I kissed my date goodnight – very interesting to read (even though I live a very, very different life)

wonderings & wanderings – one of my most-favourite blogs, beautiful writing, wonderful photos (and great title!)

For love or funny – a funny (obviously!) blog about being a romance writer, a dog owner and the mother of two teenage daughters

Almota Roses – I love, love, love the photos of this talented photographer!

coastal traveler – a travel and photography blog with wonderful pictures

photosteam – a beautiful photography blog with lots of photos from London (yeay!) and other places

retireediary – a travel blog with interesting, insightful posts and wonderful photos

Confessions of a Pioneer Woman – this is a classic, of course, but I just adore her blog

70 Degrees West – a travel blog with a twist, and stunning photos

Fevered mutterings – the blog of a professional traveler and writer and storyteller (check out his free e-book on storytelling, it’s funny and interesting and just cool)

Upgrading your life with less – interesting thoughts on de-cluttering your life

A literal girl – a wonderful blog with (often quite philosophical) writing on ideas like home, place and spaces

Alexandra Sokoloff – the professional blog of screenwriter and writer Alexandra Sokoloff, from whom I’ve learned so, so much and whose posts I LOVE reading and if you’re a writer, you should very definitely check this out

Always lost in stories – full of really interesting book reviews, most of them from the fantasy and YA fantasy area

Boomie Bol – a poet who is not afraid of baring her soul in her work

Emily’s Tea Leaves – a writer’s blog (who I nominated for two blog awards in part one of today’s posts)

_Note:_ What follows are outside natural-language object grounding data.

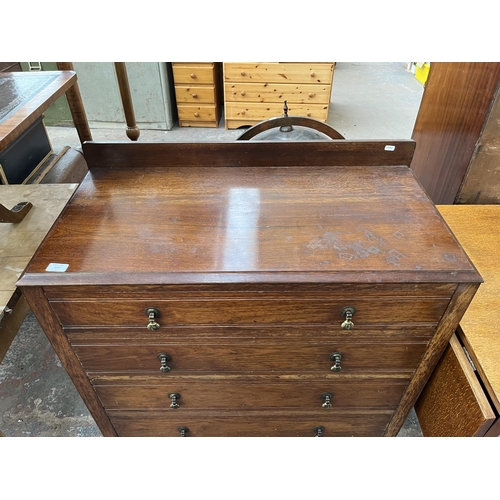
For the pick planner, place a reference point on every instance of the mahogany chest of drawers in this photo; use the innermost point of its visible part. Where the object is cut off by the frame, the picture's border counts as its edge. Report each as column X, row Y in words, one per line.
column 250, row 289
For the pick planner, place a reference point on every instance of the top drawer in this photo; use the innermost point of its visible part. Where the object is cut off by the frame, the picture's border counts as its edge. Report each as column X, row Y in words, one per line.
column 193, row 73
column 317, row 73
column 248, row 311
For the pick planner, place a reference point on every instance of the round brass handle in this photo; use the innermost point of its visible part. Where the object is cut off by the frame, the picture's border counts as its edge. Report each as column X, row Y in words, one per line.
column 348, row 313
column 174, row 397
column 336, row 357
column 152, row 313
column 319, row 430
column 327, row 396
column 164, row 357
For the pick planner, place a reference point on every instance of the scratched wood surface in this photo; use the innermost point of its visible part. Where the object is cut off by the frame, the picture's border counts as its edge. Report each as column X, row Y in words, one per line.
column 477, row 228
column 212, row 220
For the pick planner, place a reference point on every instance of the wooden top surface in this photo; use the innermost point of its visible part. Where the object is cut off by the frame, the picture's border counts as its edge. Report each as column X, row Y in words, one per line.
column 477, row 227
column 18, row 242
column 198, row 224
column 24, row 96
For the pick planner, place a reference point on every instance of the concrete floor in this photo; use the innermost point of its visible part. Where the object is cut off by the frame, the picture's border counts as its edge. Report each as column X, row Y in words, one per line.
column 37, row 397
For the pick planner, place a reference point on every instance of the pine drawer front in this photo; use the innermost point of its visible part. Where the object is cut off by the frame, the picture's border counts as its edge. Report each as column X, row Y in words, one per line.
column 315, row 73
column 272, row 93
column 255, row 111
column 270, row 311
column 251, row 424
column 257, row 357
column 203, row 113
column 194, row 95
column 248, row 392
column 196, row 73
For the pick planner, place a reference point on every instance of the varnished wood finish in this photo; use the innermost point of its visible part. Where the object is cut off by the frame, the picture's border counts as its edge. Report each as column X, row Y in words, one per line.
column 250, row 250
column 453, row 402
column 456, row 101
column 61, row 346
column 375, row 356
column 251, row 424
column 29, row 94
column 476, row 227
column 76, row 106
column 132, row 131
column 247, row 392
column 481, row 184
column 292, row 121
column 458, row 305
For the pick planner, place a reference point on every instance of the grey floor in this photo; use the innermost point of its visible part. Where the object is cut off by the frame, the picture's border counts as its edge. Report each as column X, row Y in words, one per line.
column 37, row 398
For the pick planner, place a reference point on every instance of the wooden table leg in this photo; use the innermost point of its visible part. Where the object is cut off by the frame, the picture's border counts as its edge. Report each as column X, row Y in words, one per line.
column 76, row 106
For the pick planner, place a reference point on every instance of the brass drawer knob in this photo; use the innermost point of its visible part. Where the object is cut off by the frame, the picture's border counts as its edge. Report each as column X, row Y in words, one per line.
column 327, row 396
column 174, row 397
column 152, row 313
column 319, row 431
column 336, row 357
column 164, row 357
column 348, row 313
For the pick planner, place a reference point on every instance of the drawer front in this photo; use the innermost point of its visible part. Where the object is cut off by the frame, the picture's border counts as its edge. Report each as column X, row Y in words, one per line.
column 197, row 113
column 250, row 424
column 315, row 73
column 194, row 95
column 453, row 403
column 265, row 93
column 268, row 311
column 194, row 73
column 237, row 393
column 258, row 357
column 260, row 112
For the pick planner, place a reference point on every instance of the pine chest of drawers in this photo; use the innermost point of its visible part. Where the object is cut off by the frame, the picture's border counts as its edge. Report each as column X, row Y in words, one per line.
column 254, row 92
column 198, row 93
column 249, row 289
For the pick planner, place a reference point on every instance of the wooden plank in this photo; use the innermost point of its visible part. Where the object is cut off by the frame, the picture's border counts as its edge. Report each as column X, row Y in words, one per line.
column 248, row 153
column 482, row 181
column 453, row 402
column 455, row 104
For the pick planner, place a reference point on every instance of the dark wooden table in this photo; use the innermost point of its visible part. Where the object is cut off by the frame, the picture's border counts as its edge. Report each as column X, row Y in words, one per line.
column 24, row 96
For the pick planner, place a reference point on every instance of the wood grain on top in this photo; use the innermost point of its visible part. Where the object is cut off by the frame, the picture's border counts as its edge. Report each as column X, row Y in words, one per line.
column 477, row 229
column 162, row 224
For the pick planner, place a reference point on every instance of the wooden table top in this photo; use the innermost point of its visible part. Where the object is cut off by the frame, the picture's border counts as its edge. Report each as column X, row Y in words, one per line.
column 176, row 224
column 477, row 228
column 18, row 242
column 24, row 96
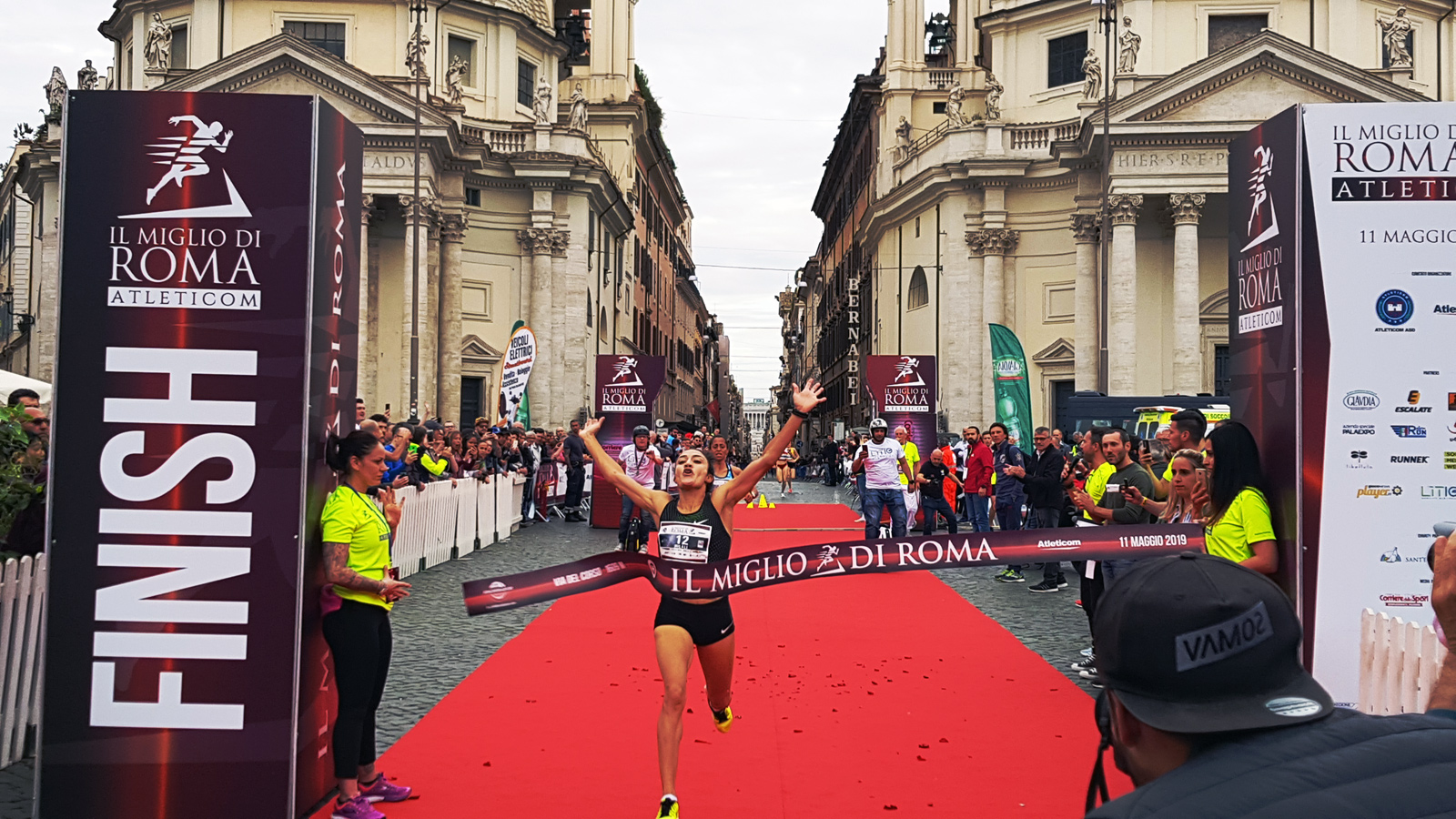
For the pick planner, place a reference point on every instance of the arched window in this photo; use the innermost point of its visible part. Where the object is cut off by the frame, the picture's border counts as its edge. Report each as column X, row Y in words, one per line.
column 919, row 290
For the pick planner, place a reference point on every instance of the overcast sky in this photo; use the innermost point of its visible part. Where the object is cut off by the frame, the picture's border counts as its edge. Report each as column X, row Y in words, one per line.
column 752, row 94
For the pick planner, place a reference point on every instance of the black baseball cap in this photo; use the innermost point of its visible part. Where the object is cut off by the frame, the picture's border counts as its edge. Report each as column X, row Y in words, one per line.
column 1196, row 643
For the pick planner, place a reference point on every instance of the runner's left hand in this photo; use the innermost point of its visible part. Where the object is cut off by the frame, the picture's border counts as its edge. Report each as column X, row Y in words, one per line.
column 810, row 397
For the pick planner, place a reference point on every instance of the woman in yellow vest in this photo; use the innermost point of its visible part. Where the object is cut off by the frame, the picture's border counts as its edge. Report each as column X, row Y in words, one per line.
column 785, row 470
column 1237, row 519
column 356, row 617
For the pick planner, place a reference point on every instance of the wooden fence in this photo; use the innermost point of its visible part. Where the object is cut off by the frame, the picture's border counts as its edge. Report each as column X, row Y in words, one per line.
column 22, row 608
column 1398, row 663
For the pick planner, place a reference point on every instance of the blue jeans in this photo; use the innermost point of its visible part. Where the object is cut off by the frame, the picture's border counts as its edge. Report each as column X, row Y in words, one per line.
column 977, row 509
column 874, row 503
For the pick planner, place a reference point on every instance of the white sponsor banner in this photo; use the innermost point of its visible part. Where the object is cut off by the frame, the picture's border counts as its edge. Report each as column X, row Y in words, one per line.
column 516, row 373
column 1390, row 420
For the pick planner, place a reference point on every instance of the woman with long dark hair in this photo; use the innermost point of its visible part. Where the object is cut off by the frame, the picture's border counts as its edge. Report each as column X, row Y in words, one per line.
column 356, row 617
column 723, row 471
column 1179, row 506
column 695, row 526
column 1235, row 501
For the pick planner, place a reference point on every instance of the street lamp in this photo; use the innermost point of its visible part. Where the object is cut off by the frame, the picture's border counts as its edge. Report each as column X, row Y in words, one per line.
column 417, row 67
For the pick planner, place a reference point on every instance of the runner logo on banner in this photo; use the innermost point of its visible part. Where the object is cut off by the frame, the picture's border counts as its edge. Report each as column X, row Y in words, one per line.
column 516, row 373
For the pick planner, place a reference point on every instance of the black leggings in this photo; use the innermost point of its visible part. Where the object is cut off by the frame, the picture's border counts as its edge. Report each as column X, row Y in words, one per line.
column 361, row 643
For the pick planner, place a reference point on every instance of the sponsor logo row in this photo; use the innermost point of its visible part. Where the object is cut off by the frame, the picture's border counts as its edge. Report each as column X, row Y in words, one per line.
column 1361, row 460
column 1363, row 399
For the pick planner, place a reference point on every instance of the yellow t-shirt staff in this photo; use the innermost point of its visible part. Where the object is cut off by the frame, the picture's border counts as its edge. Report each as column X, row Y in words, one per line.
column 356, row 615
column 1239, row 523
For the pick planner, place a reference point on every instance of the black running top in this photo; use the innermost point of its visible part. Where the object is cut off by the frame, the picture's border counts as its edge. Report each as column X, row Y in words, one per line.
column 699, row 537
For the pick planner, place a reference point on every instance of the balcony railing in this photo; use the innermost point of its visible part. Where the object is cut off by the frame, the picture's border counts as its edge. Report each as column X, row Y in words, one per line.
column 1038, row 136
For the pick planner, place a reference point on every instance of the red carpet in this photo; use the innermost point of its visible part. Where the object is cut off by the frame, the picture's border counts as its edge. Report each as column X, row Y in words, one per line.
column 855, row 695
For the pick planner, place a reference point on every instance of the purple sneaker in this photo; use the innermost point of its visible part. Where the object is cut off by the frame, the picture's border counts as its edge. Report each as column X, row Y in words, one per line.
column 357, row 807
column 383, row 790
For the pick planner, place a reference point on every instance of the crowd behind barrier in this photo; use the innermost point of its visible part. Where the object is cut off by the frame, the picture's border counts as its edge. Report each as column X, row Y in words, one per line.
column 1398, row 665
column 449, row 519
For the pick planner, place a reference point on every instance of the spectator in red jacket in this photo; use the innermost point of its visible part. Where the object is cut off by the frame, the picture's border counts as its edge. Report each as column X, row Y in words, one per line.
column 977, row 480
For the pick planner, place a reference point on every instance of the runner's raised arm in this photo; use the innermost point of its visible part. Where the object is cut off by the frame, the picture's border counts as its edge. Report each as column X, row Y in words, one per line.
column 609, row 468
column 744, row 482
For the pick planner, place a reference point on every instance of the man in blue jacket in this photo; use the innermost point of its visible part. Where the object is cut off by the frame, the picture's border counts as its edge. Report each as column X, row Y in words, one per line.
column 1009, row 467
column 1208, row 709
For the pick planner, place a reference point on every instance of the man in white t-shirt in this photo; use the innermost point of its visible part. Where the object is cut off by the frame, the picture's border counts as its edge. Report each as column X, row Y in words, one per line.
column 640, row 460
column 885, row 462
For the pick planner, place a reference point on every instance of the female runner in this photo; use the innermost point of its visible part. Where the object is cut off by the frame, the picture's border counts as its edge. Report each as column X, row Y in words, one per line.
column 723, row 471
column 784, row 470
column 696, row 526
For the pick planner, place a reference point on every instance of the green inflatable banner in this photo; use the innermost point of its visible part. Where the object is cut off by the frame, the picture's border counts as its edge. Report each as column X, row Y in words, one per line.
column 1012, row 388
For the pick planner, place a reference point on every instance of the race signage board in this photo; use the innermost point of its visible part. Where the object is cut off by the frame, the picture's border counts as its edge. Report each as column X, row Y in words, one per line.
column 1350, row 295
column 208, row 292
column 626, row 389
column 516, row 370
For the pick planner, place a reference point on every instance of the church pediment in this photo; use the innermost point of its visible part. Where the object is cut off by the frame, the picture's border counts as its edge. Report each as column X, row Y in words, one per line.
column 290, row 65
column 1252, row 82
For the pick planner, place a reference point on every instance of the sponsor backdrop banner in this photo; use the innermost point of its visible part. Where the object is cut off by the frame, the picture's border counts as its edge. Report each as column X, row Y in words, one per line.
column 705, row 581
column 1012, row 390
column 203, row 239
column 626, row 389
column 516, row 370
column 1382, row 207
column 905, row 389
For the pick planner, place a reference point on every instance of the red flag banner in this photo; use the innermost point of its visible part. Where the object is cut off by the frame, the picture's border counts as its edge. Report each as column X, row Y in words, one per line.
column 708, row 581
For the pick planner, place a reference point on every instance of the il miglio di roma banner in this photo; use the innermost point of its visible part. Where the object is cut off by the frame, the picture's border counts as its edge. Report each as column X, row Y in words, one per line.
column 905, row 389
column 1380, row 225
column 626, row 388
column 1012, row 389
column 1267, row 305
column 706, row 581
column 516, row 370
column 206, row 346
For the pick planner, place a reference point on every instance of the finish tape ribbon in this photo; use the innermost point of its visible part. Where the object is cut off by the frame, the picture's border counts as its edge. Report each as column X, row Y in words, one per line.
column 708, row 581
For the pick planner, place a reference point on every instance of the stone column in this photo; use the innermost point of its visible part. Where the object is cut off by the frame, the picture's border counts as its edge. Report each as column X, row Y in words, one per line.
column 1085, row 230
column 1121, row 298
column 369, row 331
column 1187, row 359
column 560, row 332
column 996, row 244
column 407, row 300
column 960, row 331
column 536, row 244
column 430, row 314
column 451, row 232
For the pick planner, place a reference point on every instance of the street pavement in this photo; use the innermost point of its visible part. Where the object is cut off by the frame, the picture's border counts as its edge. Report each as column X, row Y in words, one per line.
column 437, row 646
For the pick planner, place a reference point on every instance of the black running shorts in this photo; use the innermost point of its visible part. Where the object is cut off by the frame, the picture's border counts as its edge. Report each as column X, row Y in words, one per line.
column 705, row 622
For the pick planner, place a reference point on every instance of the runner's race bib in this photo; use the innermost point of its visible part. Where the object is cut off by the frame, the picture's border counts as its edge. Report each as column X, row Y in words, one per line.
column 684, row 541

Fabulous Realms – very informative posts on all things fantasy

Five Reflections – haikus – lots and lots of haikus, each a little polished gem

Gin & Lemonade – one of the earliest blogs I followed, almost always makes me laugh

Jane Austen’s World – a wonderful resource for all things Jane Austen and Regency – recommended for all Austen fans

Web Petals – the blog of writer Marjorie M. Liu

Nicolette Reed – a blog on writing, editing, publishing… everything about books

Novel ideas – another blog by a fellow writer, this one a courageous teenager

Obsessions of a Workaholic – on the struggles of being a writer and a grad student and working two jobs

Paperback Writer – a wonderful blog on writing from an experienced writer, one of my favourite blogs

Patricia Awapara – writer, painter, photographer… this woman is mulit-talented and also a on the road of self-publication and the one who kindly awarded me the One Lovely Blog award

Peggy Isaacs – funny and interesting blog with cool links and even cooler photos (and I nominated her for two blog awards here)

Pretentious Title – blog of writer Rachel Aaron, who has very interesting things to say on the writing life

Rachelle Gardner – this literary agent shares her insights into the literary world and has interesting guest bloggers

read wear write – a blog on reading, fashion and writing (duh!) by fellow NaNo camper Kate – she was also the wonderful person who awarded The Booker Award to me

Science and Story – always interesting blog on, as the name suggests, science and stories (aka books) and I nominated the woman behind it for two blog awards

sharing me myself and i – a poet with short, descriptive and to-the-point poems

storytelling nomad – a writing and travel blog with neat post ideas, always worth reading

succumbing – a poetry blog, which I nominated for two blog awards earlier today

The Author-in-training – I think the name says it all, doesn’t it? I also nominated this blog for the blog awards today

Maggie Stiefvater – blog of the author Maggie Stiefvater

Where landsquid fear to tread – rather quirky blog about landsquid, alpaca and ceiling turtles – oh, and about writing and editing

Word flows – chronicling the steps and successes of a very fast and efficient writer (yes, I’m envious!)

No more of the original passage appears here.